People who come from statistic or math background will argue that data science is mostly about statistical analysis on data using modern tools, languages, libraries and computing infrastructures. By hacking those technologies they can work to produce insights from data with statistical methods. On other case if their background is physics for instance, they will think of numerical methods or computer simulations to fit modeled hypothesis to experimental data. From computer scientists, who have explored areas of information retrieval, for example, will proudly claimed that finally machine learning has a better name. Ex-scientists who are good in programming and programmers who are good in statistics and scientific/numerical computing. All may true subjectively – but if you look around the reality, variety of languages, tools, methods, and techniques for data analytic leads to an art instead of science. Yes, data analytic art if you need a new name again (data artist probably better title?). But no, it is not attractive enough, as taken by digital artists previously. Disclaimer: In IT business, we are in high demand of new hype and jargon (Read Gartner Hype Cycle 2014). So lets stick with data science as normally accepted as growing trend.

What actually data scientists do? Is it covering collecting and pre-processing the data, formulating hypothesis, identifying algorithms/tools that fit, performing computation, communicating insights and creating abstractions for higher level business people? Yes, perhaps those all written in their resumes mixed between software/data engineering and data analytical tasks.

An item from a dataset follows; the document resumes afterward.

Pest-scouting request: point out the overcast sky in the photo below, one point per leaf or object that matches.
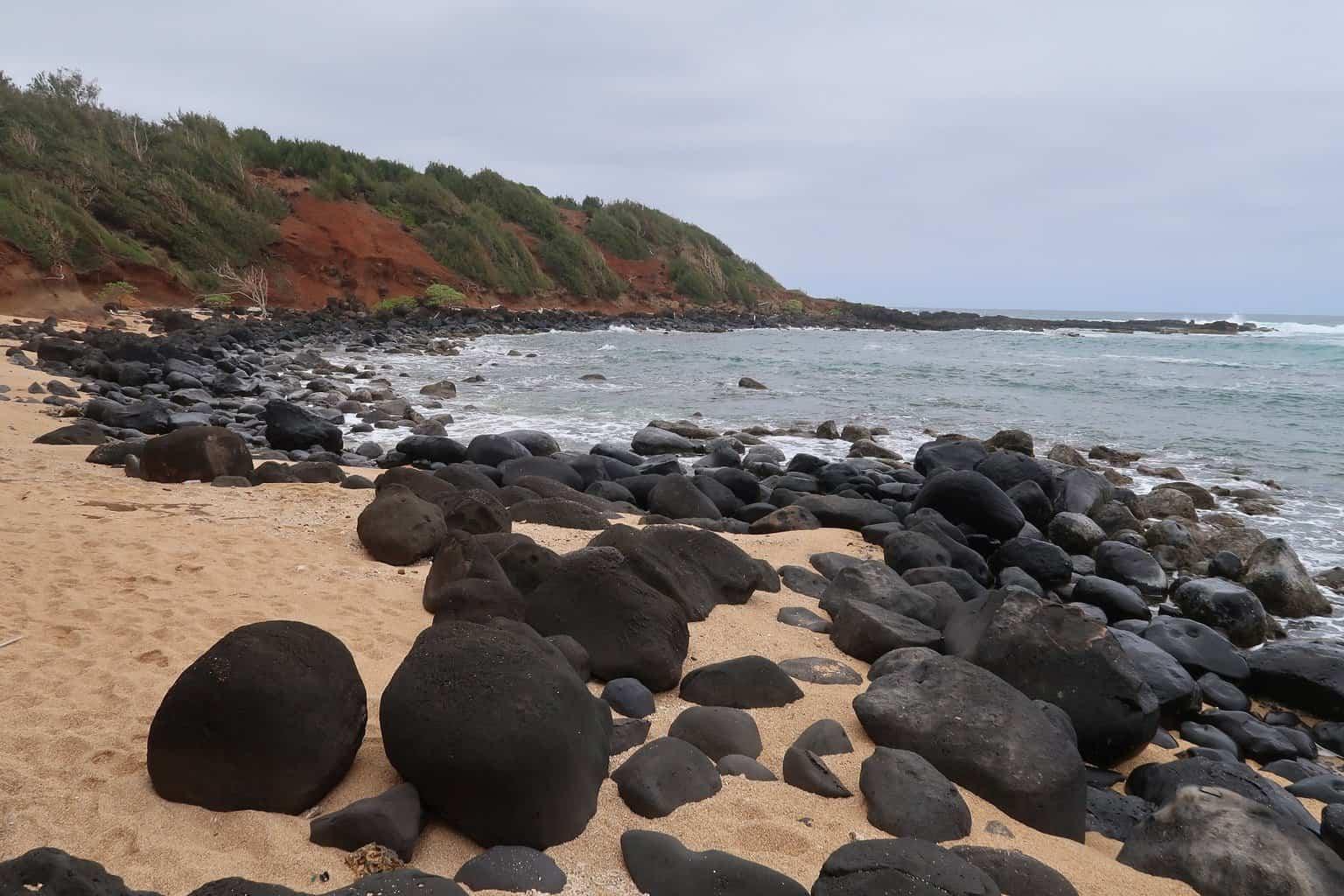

As it still far from maturity, roles and responsibilities may change over time (I believe it will become business roles not only IT), new data sources will explode with other hypes (such as Internet of Almost Stupid Things), companies who crafting automation tools/frameworks/platforms will emerge and raise more funds to innovate faster. More and more things can happen as art has no end. The art of machine intelligence is still going on progress. If we found way to un-supervised machine intelligence, many other things can happen, including we may not need data scientists and let the machines work for us. We all need to respond (or just do nothing) to anticipate this new hyped-trend. I choose to enjoy the show by hacking it!.